Terms

     Contracts consist of terms.  Review Commentary.Introductory vocabulary and concepts.  Promises made by one or both of the parties are the most obvious type of term, describing the performance obligations of each party and the time at which the performance is to occur.  You have already learned something about promises in your study of the topic of consideration.  Conditions to performance are another fundamental type of term, describing events that either trigger or excuse a party's obligation to perform.  We will learn more about both promises and conditions shortly.  See Commentary.Promises and conditions.  Before doing so, however, there are some important preliminary topics to consider. 

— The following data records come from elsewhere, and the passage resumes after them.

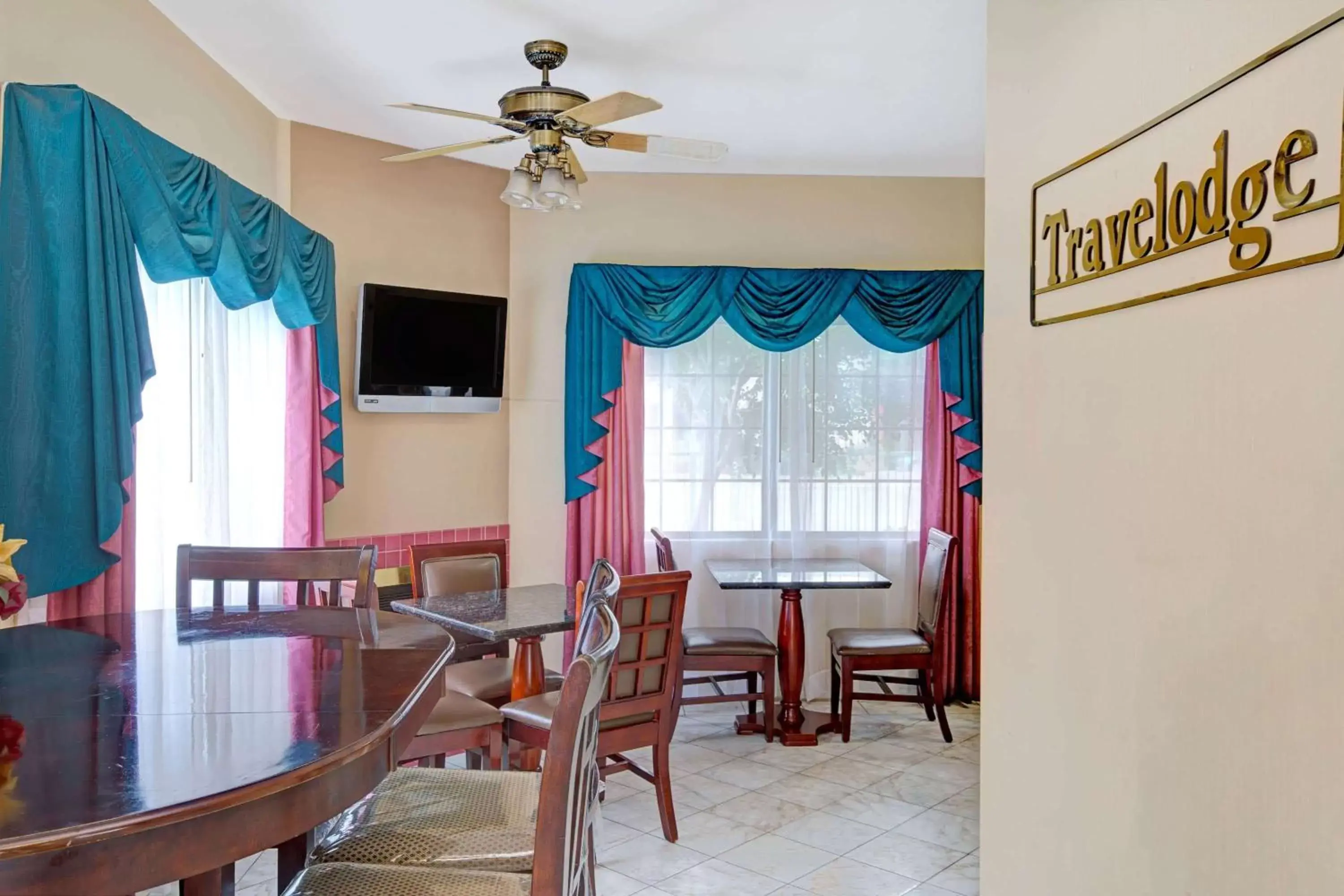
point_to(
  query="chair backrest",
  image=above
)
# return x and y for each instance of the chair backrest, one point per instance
(933, 581)
(647, 672)
(565, 852)
(197, 563)
(601, 587)
(457, 567)
(664, 548)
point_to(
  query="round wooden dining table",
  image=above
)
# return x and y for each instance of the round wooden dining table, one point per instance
(150, 747)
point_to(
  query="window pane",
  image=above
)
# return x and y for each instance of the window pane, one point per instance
(898, 507)
(682, 507)
(737, 507)
(738, 401)
(733, 354)
(901, 401)
(686, 401)
(690, 358)
(847, 353)
(686, 454)
(851, 507)
(737, 456)
(900, 454)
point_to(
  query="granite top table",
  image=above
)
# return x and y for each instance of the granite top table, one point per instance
(799, 727)
(522, 614)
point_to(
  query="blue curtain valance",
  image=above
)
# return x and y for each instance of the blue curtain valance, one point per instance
(82, 189)
(773, 308)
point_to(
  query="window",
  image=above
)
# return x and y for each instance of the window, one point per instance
(210, 450)
(826, 439)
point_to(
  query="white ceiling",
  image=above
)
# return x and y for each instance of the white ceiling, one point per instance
(793, 86)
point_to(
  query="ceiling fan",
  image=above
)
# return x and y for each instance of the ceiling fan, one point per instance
(547, 178)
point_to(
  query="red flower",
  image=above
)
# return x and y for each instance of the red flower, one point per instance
(13, 597)
(11, 739)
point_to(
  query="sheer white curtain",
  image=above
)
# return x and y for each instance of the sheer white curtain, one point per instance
(814, 453)
(210, 452)
(210, 462)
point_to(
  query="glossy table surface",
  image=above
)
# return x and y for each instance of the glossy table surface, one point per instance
(795, 574)
(132, 719)
(499, 614)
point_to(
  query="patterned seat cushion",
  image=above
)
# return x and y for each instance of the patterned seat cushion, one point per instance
(443, 818)
(342, 879)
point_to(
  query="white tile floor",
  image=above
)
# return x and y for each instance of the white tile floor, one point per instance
(894, 812)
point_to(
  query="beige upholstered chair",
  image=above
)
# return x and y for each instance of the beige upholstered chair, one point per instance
(728, 655)
(857, 652)
(491, 833)
(457, 569)
(640, 706)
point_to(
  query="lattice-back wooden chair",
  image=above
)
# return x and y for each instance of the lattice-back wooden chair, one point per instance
(640, 704)
(483, 833)
(302, 566)
(855, 653)
(728, 655)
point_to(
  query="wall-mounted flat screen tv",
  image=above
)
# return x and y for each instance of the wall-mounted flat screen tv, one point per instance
(422, 351)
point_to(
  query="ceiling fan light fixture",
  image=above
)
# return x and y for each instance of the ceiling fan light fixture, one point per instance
(550, 193)
(518, 193)
(572, 190)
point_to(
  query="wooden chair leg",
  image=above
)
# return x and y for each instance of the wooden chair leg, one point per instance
(926, 692)
(835, 688)
(663, 790)
(768, 683)
(495, 751)
(937, 702)
(846, 698)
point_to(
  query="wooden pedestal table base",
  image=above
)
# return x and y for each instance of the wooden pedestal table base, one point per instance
(529, 681)
(797, 727)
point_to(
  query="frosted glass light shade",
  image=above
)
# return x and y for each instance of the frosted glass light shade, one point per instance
(572, 190)
(518, 193)
(551, 190)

     First we consider where terms originate.  Obviously, when an agreement is expressed orally or in writing, the words used by the parties in either their written or oral expression are the source of some of the contract terms.  We call these express terms.  Sometimes, however, the parties express their agreement in writing and thereafter one party claims that the parties agreed, either at an earlier time or contemporaneously with execution of the writing, to other express terms that either add to or contradict the writing.  Can those other alleged terms become part of the contract?  The parol evidence responds to this question.  See Commentary.Parol evidence

     Often, the written or oral expression of the parties does not address questions that must be answered, even such basic questions as the price to be paid, the time of performance, or the remedy for breach.  The absence of sufficient terms may mean that no contract has been formed.  R.2d Contracts 33.  But if there are sufficient terms to form a contract, contract law supplies necessary missing terms, either by implication from the facts and circumstances attending formation of the contract or by default rules.  We first encountered implied-in-fact terms in Wood v. Lucy, Lady Duff-Gordon (where an implied-in-fact term -- to use best efforts to market products - - supplied consideration for a promise of an exclusive right to market designs) and we see another example in Pugh v. See's Candies (in which an employee claims that he was not treated sweetly by his employer).  As an initial example of default terms, we look at implied warranties under Article 2 of the Uniform Commercial Code.  See Problem.Dispute.Laptop computer, Commentary.Default terms, and Bailey v. Tucker Equipment Sales, Inc.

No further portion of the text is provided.